We also need larger, multicentre studies that test traction therapy alongside newer treatments like biological therapies, PDE5 inhibitors, and shockwave therapy. This would help us understand which combinations work best and provide long-term data on effectiveness. Additionally, future investigations must include validated psychosocial metrics to assess sexual confidence, psychological well-being, and relational outcomes domains that have often been underrepresented in current PTT literature. Continued technology innovation toward customisable, lightweight devices with adjustable torque will further optimise patient comfort.
Conclusions
Based on a comprehensive review of the current literature, PTT emerges as a valuable and well-tolerated therapeutic option for men with PD. The available evidence demonstrates that patients can achieve an average curvature reduction of approximately 25° and a mean penile length gain of nearly 2 cm, alongside improvements in erectile function and overall treatment satisfaction. These outcomes are consistently reported with minimal adverse effects, highlighting the safety and clinical appeal of traction therapy as a non-surgical modality in the management of this condition.

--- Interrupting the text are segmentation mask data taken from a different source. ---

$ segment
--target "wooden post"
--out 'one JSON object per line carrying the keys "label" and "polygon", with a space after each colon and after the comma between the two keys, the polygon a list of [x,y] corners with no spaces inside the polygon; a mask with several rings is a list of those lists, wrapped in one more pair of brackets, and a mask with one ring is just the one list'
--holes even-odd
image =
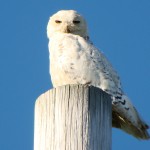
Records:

When used on its own or alongside other treatments such as collagenase injections, PTT provides a well-rounded approach that tackles both the physical curvature and the emotional impact of PD. However, larger multicentre studies with strong methodology are still needed to refine treatment protocols, determine how long therapy should ideally continue, and evaluate its lasting benefits. With its potential for early, non-surgical correction of penile deformity, traction therapy may fundamentally alter the management approach to PD by facilitating the preservation of penile structure and function and substantially enhancing patient quality of life.